YAVAŞ’TAN ‘YEDEK’ AÇIKLAMASI
SORU: Eski basın danışmanınız katıldığı bir canlı yayın programında sizin isminize konuştu ve “Sizi kimsenin yedeği değilim fakat kendisinin kendi siyasi yol haritası var.” dediğinizi tabir etti. Bu türlü bir cümle kurdunuz mu? Kurduysanız kendi siyasi yol Evet. haritanızdan kastınız nedir?
Yavaş: O manada değil. Yani yedeklik şöyle bir şey. Kimse kimsenin yedeği olmaz. Lakin, televizyonlarda çoklukla yapılan yorumlarda ki biz bunlardan şöyle şikayetçiyiz. 2023 seçimleri öncesinde tam 5 yıl aday kim olacak diye başladılar. Artık de 31 Mart’tan sonra yalnızca bahis, aday kim olacak? Münasebetiyle gerçek gündemi, ekonomik meşakkatleri daima olarak unutturmak istiyorlar.

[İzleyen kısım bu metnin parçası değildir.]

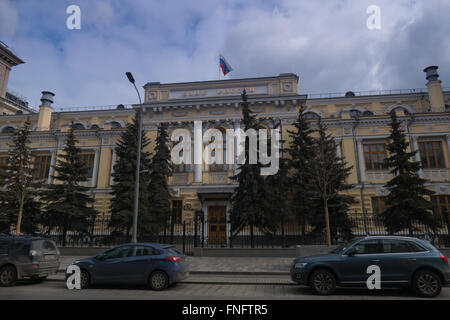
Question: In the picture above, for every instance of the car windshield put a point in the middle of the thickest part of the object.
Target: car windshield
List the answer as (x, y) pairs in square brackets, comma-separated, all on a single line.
[(341, 248), (173, 251)]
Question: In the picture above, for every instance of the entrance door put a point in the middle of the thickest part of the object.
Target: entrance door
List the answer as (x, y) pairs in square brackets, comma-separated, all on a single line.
[(217, 225)]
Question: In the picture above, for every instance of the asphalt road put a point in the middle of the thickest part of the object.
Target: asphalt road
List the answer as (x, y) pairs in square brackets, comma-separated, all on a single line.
[(56, 290)]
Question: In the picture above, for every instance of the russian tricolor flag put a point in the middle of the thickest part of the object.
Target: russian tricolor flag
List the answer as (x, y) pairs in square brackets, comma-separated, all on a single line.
[(224, 65)]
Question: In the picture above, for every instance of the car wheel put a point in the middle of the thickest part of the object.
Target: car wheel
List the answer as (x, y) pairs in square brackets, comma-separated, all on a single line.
[(427, 284), (8, 276), (39, 279), (85, 279), (323, 282), (158, 280)]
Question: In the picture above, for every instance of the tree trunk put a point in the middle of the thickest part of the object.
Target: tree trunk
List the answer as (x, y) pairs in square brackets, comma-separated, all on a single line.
[(19, 217), (327, 223), (64, 236), (252, 240)]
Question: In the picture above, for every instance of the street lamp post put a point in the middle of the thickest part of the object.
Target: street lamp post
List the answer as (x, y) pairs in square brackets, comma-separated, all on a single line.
[(138, 162)]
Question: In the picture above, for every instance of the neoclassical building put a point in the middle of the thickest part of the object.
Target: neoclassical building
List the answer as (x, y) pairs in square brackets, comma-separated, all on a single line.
[(358, 121)]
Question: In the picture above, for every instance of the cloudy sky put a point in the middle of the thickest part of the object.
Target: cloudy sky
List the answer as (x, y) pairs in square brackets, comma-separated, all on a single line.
[(326, 42)]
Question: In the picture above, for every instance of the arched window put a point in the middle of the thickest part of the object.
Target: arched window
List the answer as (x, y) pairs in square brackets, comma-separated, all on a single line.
[(78, 126), (405, 111), (116, 125), (182, 167), (220, 166), (8, 129), (311, 116), (355, 113)]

Kimse birbirinin yedeği falan olmaz. Bu türlü adlandırılmak, bu türlü düşünmek Ekrem Başkan’a karşı da terbiyesizlik, bana karşı da terbiyesizliktir.
DİPLOMA KONUSU
Yavaş, İmamoğlu’nun diploması konusundaki tartışmalara değinerek, “Bir siyasetçiye bu formda kumpas kurmak, yani, bir biçimde yolunun kesilmesini, sağlamak için birtakım aparatları kullanmak. Bu hukuk olur, yönetim olur, son derece berbat buluyorum. Ve aslında Sayın Cumhurbaşkanı’nın müdahale etmesi lazım buna” dedi.